Total Workflow for the Sensitive Analysis of Per- and Polyfluoroalkyl Substances (PFAS) in Fish, Meat, Edible Offal, and Eggs

  • Kari L. Organtini
  • Stuart Adams
  • Simon Hird
  • Renata Jandova
  • Waters Corporation

Abstract

Environmental release and contamination of per- and polyfluorinated alkyl substances (PFAS) has resulted in contamination of a variety of food sources. Complex food commodities such as fish, meat, edible offal, and eggs require a comprehensive sample extraction and clean up. To accommodate these types of samples, an alkaline digestion and extraction was implemented followed by Weak Anion Exchange (WAX) SPE to produce a suitable sample for analysis. High sensitivity LC-MS/MS analysis was performed on an ACQUITY UPLC I–Class PLUS coupled to Xevo TQ-XS. The method was evaluated in six different commodity types including salmon, tilapia, ground beef, beef liver, beef kidney, and chicken eggs. This approach proved to be accurate, sensitive, and robust for a range of 30 PFAS compounds of varying chemistry classes to match the challenging concentrations published in reports by the European Food Safety Authority (EFSA) and the US Food and Drug Administration (FDA).

Benefits

  • A single extraction method that can be utilized for a large suite of PFAS from a variety of food matrices
  • Sensitive analysis on the Xevo TQ-XS to detect PFAS at sub-ng/g levels to match the challenging concentrations published in reports by EFSA and FDA
  • Confidence in results with the utilization of the PFAS Kit for LC modification minimize possible system and solvent contaminants to assure accurate results

Introduction

Rising concerns about the long-term impacts of human exposure to per- and polyfluoroalkyl substances (PFAS) have propelled the scope of PFAS analysis from just environmental matrices into the field of food analysis as well. Over the last decade, cases of PFAS contamination being found in foods such as, but not limited to, eggs, milk, chocolate cake, and fast food have become more prominent in the media. To protect the public and understand dietary exposure, analytical methods for the analysis of a large variety of food products are required.

In response, many agencies around the globe have been studying the impact of PFAS in food. The most recent report published in 2020 by the European Food Safety Authority (EFSA) have identified fish, meat, fruit/fruit products, and eggs/egg products to contribute most to human PFAS exposure through diet during the study period of 2007 to 2018.1 From this study, EFSA set a recommended tolerable weekly intake (TWI) of 4.4 ng per kg of body weight for a total of 4 PFAS: PFOA, PFNA, PFHxS, and PFOS.

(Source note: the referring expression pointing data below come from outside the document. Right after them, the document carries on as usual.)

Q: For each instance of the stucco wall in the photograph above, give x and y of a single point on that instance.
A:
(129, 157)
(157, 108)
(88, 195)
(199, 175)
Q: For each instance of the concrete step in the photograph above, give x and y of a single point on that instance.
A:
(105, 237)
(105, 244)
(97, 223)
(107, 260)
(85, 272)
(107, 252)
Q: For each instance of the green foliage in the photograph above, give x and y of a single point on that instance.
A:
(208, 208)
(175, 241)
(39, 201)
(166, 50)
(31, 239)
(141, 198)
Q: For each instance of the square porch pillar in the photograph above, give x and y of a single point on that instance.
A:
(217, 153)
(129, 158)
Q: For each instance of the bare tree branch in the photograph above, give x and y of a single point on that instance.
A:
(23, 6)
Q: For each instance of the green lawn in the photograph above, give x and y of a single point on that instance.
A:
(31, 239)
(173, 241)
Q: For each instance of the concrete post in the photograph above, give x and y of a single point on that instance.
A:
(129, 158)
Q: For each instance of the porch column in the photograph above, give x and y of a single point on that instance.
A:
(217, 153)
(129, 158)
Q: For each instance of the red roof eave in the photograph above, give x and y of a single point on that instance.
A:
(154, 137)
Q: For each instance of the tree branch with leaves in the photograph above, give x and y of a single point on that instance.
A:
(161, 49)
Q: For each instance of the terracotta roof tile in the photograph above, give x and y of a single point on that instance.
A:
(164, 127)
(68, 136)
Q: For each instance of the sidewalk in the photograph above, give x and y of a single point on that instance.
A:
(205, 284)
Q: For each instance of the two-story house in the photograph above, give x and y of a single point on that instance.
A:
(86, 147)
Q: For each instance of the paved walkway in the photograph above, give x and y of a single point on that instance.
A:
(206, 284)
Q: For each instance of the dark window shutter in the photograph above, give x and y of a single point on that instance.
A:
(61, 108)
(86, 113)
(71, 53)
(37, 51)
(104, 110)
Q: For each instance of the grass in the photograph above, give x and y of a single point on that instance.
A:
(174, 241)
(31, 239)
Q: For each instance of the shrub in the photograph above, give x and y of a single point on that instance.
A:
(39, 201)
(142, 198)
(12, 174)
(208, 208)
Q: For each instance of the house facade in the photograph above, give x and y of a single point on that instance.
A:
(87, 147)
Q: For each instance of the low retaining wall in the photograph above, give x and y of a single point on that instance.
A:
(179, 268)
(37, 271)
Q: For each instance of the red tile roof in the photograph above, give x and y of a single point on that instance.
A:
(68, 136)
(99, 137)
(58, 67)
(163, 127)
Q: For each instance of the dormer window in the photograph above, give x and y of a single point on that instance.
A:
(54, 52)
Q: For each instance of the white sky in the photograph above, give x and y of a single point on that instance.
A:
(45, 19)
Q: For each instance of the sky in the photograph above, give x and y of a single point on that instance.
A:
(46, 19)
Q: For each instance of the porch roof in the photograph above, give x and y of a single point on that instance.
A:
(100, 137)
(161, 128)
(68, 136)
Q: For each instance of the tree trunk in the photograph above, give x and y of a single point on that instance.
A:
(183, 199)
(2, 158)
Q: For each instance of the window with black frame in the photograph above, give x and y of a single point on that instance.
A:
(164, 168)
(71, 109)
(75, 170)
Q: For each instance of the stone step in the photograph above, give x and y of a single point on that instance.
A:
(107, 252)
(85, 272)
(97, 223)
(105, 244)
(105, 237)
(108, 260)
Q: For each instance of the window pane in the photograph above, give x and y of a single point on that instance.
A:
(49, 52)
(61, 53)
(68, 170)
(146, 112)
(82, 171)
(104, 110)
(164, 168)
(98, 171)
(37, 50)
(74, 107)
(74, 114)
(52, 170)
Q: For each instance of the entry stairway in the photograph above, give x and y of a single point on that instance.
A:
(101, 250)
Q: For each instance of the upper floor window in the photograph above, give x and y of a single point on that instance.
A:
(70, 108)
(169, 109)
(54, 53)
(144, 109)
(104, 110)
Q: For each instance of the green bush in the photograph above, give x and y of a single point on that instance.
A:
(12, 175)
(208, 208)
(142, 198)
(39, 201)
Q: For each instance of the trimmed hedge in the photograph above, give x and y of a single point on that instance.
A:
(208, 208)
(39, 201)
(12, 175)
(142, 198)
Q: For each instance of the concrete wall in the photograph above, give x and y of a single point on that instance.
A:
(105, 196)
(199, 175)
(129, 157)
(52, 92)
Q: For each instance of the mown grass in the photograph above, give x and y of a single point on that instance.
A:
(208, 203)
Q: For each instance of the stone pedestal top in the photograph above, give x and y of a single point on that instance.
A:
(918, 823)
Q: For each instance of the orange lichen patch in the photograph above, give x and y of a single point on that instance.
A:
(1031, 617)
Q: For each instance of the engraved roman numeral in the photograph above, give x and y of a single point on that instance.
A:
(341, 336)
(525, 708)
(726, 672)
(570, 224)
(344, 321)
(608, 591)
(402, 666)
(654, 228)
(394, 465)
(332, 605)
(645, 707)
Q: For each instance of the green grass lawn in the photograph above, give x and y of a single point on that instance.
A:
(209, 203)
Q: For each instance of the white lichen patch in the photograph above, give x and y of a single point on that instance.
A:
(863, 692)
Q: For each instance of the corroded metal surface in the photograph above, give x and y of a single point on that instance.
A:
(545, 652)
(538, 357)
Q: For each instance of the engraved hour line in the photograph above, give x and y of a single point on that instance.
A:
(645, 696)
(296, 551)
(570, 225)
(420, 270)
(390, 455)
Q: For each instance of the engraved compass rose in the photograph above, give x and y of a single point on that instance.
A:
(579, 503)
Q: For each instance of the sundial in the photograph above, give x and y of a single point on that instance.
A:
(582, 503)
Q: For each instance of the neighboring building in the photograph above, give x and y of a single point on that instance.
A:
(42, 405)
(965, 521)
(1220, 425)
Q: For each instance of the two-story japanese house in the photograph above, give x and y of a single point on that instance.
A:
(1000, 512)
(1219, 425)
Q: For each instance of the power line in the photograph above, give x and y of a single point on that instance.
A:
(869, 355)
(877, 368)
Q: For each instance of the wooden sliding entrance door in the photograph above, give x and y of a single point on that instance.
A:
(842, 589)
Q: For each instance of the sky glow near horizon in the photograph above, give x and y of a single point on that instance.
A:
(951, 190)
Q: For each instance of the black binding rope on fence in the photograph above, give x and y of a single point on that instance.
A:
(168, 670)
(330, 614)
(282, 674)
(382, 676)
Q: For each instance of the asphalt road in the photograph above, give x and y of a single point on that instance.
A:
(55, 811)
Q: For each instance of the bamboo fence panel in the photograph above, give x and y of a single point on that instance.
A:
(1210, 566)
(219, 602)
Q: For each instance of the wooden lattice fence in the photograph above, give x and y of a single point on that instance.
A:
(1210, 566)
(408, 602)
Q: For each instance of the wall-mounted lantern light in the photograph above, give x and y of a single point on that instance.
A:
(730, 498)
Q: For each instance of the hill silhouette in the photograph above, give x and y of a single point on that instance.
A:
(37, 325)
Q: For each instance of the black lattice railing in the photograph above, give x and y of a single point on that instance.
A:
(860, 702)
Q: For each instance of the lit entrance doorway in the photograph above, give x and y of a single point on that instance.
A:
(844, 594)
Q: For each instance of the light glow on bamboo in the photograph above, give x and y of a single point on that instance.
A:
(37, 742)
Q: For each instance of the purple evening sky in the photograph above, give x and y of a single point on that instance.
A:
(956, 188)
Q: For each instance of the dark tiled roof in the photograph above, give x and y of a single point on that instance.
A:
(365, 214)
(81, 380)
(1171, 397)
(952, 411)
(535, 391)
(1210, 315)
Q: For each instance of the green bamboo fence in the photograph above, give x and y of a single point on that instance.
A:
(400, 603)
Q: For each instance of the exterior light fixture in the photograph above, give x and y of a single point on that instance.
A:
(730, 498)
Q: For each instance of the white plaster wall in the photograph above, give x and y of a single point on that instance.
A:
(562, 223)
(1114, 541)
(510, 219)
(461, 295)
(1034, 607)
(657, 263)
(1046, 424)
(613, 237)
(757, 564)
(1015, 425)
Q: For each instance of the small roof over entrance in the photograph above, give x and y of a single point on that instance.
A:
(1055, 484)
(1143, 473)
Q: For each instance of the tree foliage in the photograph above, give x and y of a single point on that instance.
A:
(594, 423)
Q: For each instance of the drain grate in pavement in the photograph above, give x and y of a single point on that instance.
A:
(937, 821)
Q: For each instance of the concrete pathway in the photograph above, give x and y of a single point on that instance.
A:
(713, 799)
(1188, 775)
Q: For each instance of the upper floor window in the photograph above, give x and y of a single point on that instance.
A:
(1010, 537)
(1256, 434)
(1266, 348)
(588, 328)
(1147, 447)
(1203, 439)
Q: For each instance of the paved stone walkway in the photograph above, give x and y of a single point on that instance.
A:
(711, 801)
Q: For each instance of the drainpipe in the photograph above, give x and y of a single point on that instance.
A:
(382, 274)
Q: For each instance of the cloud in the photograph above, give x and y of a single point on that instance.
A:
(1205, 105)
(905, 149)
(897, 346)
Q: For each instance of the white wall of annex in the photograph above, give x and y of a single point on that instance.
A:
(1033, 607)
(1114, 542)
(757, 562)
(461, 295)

Among food derived from animal origin, the EFSA study found the mean concentration of PFAS identified varied by sample type. PFOA, PFNA, PFHxS, and PFOS were found in livestock and wild game meats in the range of 0.02–1.59 ng/g, in farm raised edible offal in the range of 0.087–1.18 ng/g, in salmon and trout in the range of 0.003–0.83 ng/g and in eggs and egg products in the range of 0.06–0.35 ng/g. The median detected concentration in all sample types considered was 0.32 ng/g. In addition to the EFSA study, the FDA monitor contaminants, including PFAS, in highly consumed foods in their Total Diet Study (TDS).2 In the most recent study from 2019, the TDS reported a finding of 0.087 ng/g PFOS in tilapia. These studies and reports provide evidence for the sensitivity required in a method suitable to analyze these types of samples.

A strategy for the extraction of PFAS from edible produce was discussed in a previous application note,3 therefore the focus of this study will be meat, edible offal, fish, and eggs. These food commodities were separated due to differences in sample preparation needs. Produce is a simpler matrix to extract and utilized a QuEChERS extraction and dispersive SPE protocol. Animal based samples add complexity to sample preparation needs due to the presence of proteins and fats that can bind PFAS. There are a variety of approaches available for the extraction of PFAS from meat, fish, and similar matrices. One of the most effective methods is to perform an alkaline extraction (typically sodium hydroxide in methanol or acetonitrile) of the sample followed by solid phase extraction (SPE) clean-up.4,5 This is the approach this study has taken to evaluate the extraction of a suite of 30 PFAS from six different food matrices: salmon, tilapia, ground beef, beef liver, beef kidney, and egg. Weak Anion Exchange (WAX) chemistry was utilized for the SPE clean-up. Analysis was performed on an ACQUITY UPLC I–Class PLUS modified with PFAS Kit and coupled to a Xevo TQ-XS to fit the highly sensitive analysis requirements.

Experimental

Sample Preparation

Samples of frozen salmon, frozen tilapia, ground beef, beef liver, beef kidney, and whole chicken eggs were purchased from local grocery stores. Fish and meat were homogenized using a Ninja kitchen blender. These samples were stored in a freezer (-20 °C) and thawed in a refrigerator (4 °C) overnight prior to extraction. Eggs were prepared fresh. After removing from the shell, the egg white and yolk were mixed before subsampling. All standards were obtained from Wellington Laboratories. The method contained a total of 30 PFAS including the following compounds: Carboxylates: C4–C14; Sulfonates: C4–C10; Ethers: GenX, ADONA, 9Cl-PF3ONS, 11Cl-PF3OUdS; Precursors: FBSA, FHxSA, FOSA, NMeFOSAA, NEtFOSAA, 4:2 FTS, 6:2 FTS, 8:2 FTS.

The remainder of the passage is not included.